Shares of Freescale Semiconductor (NYSE: FSL) continue to lose ground today, even though the Austin-based company beat Wall Street’s earnings forecast by a slight margin last week. One reason could be the top line: Freescale said sales for the 4th quarter were $1.01 billion, down 11% from the previous quarter, and down 14% from the previous year. For the full year, sales were up 2.5% to $4.57 billion.
The company said weakness in the wireless infrastructure market weighed on sales in the fourth quarter. Sluggish demand from network equipment companies hurt sales in Freescale’s networking and multimedia segment, with revenues falling 4% from Q3 to $279 million. CFO Alan Campbell said a slowdown in wireless capital expenditure spending led to a drop in RF, analog, and sensor product net sales. Sales for this segment were $292 million, down 5% from Q3 but up 2% from Q4 of 2011.

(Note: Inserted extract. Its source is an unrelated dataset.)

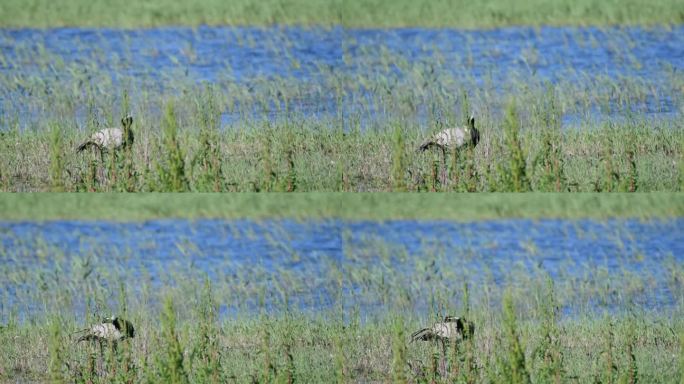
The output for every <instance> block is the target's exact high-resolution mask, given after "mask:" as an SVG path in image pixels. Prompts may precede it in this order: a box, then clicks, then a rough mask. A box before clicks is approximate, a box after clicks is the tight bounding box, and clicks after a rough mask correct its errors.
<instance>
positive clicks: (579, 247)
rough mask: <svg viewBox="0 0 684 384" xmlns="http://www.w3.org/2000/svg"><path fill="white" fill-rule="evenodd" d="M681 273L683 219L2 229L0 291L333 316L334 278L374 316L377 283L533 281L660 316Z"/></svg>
mask: <svg viewBox="0 0 684 384" xmlns="http://www.w3.org/2000/svg"><path fill="white" fill-rule="evenodd" d="M683 262H684V219H681V218H680V219H673V220H663V221H640V220H609V221H593V220H538V221H532V220H493V221H480V222H472V223H456V222H443V221H428V222H422V221H386V222H366V221H364V222H348V221H340V220H324V221H291V220H265V221H251V220H233V221H225V220H198V221H187V220H160V221H149V222H143V223H112V222H101V221H97V222H80V221H55V222H46V223H35V222H23V223H1V224H0V272H2V273H0V287H3V288H4V289H3V290H4V291H5V292H6V294H8V293H10V294H11V292H19V291H21V292H23V293H22V295H24V296H22V297H28V296H26V295H29V296H30V293H31V292H33V291H36V292H37V291H39V286H40V284H44V283H45V281H47V280H46V279H48V280H49V278H48V276H50V275H51V274H54V273H55V271H58V272H57V274H59V275H61V276H80V275H81V274H84V276H86V277H84V279H85V278H91V279H94V278H97V277H95V276H107V278H106V279H110V278H111V279H113V280H114V281H118V280H121V281H129V282H132V285H134V286H135V285H137V284H139V282H138V279H141V278H143V277H145V276H147V278H151V281H152V282H153V284H157V285H164V284H180V282H182V281H183V280H184V279H195V278H198V276H209V277H210V278H211V279H212V280H214V281H215V282H216V283H217V284H222V283H223V284H228V285H240V286H242V285H249V284H251V285H252V286H254V285H262V286H263V288H264V289H265V290H266V291H268V290H274V291H275V290H276V289H275V288H274V287H276V288H277V287H279V288H278V291H279V292H282V291H286V292H288V295H289V296H290V298H291V300H292V301H293V302H295V303H300V304H301V305H303V306H308V307H319V306H321V307H322V306H326V305H330V304H331V300H332V299H331V296H333V295H334V294H335V292H334V291H335V287H337V284H338V282H337V281H336V279H340V278H341V281H342V284H343V285H344V286H345V290H344V292H345V293H344V295H346V298H345V300H346V301H347V302H348V303H356V304H360V305H362V306H364V308H371V309H372V308H377V307H378V306H380V305H381V300H382V298H379V297H377V293H378V290H380V288H378V287H379V284H380V281H379V280H380V279H382V280H383V282H382V284H385V285H386V286H387V287H391V288H392V289H393V290H397V292H399V290H400V289H401V287H402V286H404V287H408V288H406V289H409V290H412V293H413V294H416V295H420V294H426V295H427V294H429V292H432V291H434V289H436V288H438V287H451V288H453V289H459V288H460V287H461V284H462V283H463V282H468V283H469V284H471V285H472V287H473V291H475V292H478V291H479V290H480V288H482V287H483V286H484V285H487V284H489V285H490V286H491V285H499V286H502V287H505V286H509V285H513V286H520V287H522V288H523V289H533V287H531V286H529V284H531V283H530V280H529V279H530V278H531V277H540V276H541V277H543V276H546V275H548V276H551V278H552V279H554V281H556V283H557V284H558V285H559V286H562V287H568V286H574V285H578V287H579V285H584V286H596V289H597V290H602V289H605V288H606V287H608V286H610V287H612V290H614V291H615V292H613V293H614V294H615V295H617V296H621V295H622V294H625V295H626V291H625V290H626V289H630V288H629V287H630V283H635V284H636V283H639V284H637V285H638V286H642V288H638V289H637V291H635V292H632V294H631V295H630V297H631V298H630V299H629V303H625V302H622V301H621V298H620V297H617V298H615V302H613V303H612V305H627V304H629V305H630V306H637V307H642V308H646V309H655V310H657V309H659V308H667V307H671V306H672V305H674V304H675V303H676V297H675V296H676V295H677V292H673V291H672V280H671V278H672V273H673V268H674V267H676V266H679V268H681V266H682V265H683V264H682V263H683ZM84 265H87V266H84ZM26 271H30V273H28V274H25V272H26ZM93 271H95V272H93ZM680 273H681V271H680ZM17 276H25V280H21V279H20V278H18V277H17ZM39 276H40V277H39ZM88 276H89V277H88ZM340 276H341V277H340ZM630 276H631V277H630ZM630 278H631V279H632V280H633V281H631V282H630V281H627V280H628V279H630ZM77 279H78V278H77ZM102 279H103V280H105V277H102ZM117 279H118V280H117ZM288 279H289V280H288ZM66 280H67V281H69V279H68V278H67V279H66ZM68 284H72V283H68ZM113 289H115V288H113ZM578 290H579V288H578ZM396 294H399V293H396ZM254 295H255V296H256V294H254ZM364 295H367V296H366V297H364ZM474 296H475V297H477V296H478V294H477V293H475V294H474ZM21 300H24V299H21ZM254 300H256V298H254ZM573 300H574V299H572V298H569V299H568V300H567V302H566V303H565V304H566V305H567V306H568V307H572V306H573V305H584V306H586V305H590V306H597V305H600V303H598V302H595V301H594V299H593V298H592V297H588V298H583V299H582V300H583V302H579V301H577V300H574V301H573ZM597 300H598V299H597ZM10 301H11V300H10ZM580 301H581V300H580Z"/></svg>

Freescale is winding down its cellular business. Cellular product sales fell 58% quarter-on-quarter to $41 million, and the company says that was consistent with expectations.
Freescale CEO Rich Beyer highlighted the automotive market as a bright spot for Freescale. Sales of sensor and analog products into the automotive market increased year-on-year, and earlier this month at the Consumer Electronics Show, General Motors said it has chosen Freescale’s i.MX 6 solo apps processor as the primary processing engine for the next generation OnStar Telematic system. Freescale underlined teh importance of the automotive market in its recently announced recently restructuring, creating an automotive and industrial group and a networking and multimedia group.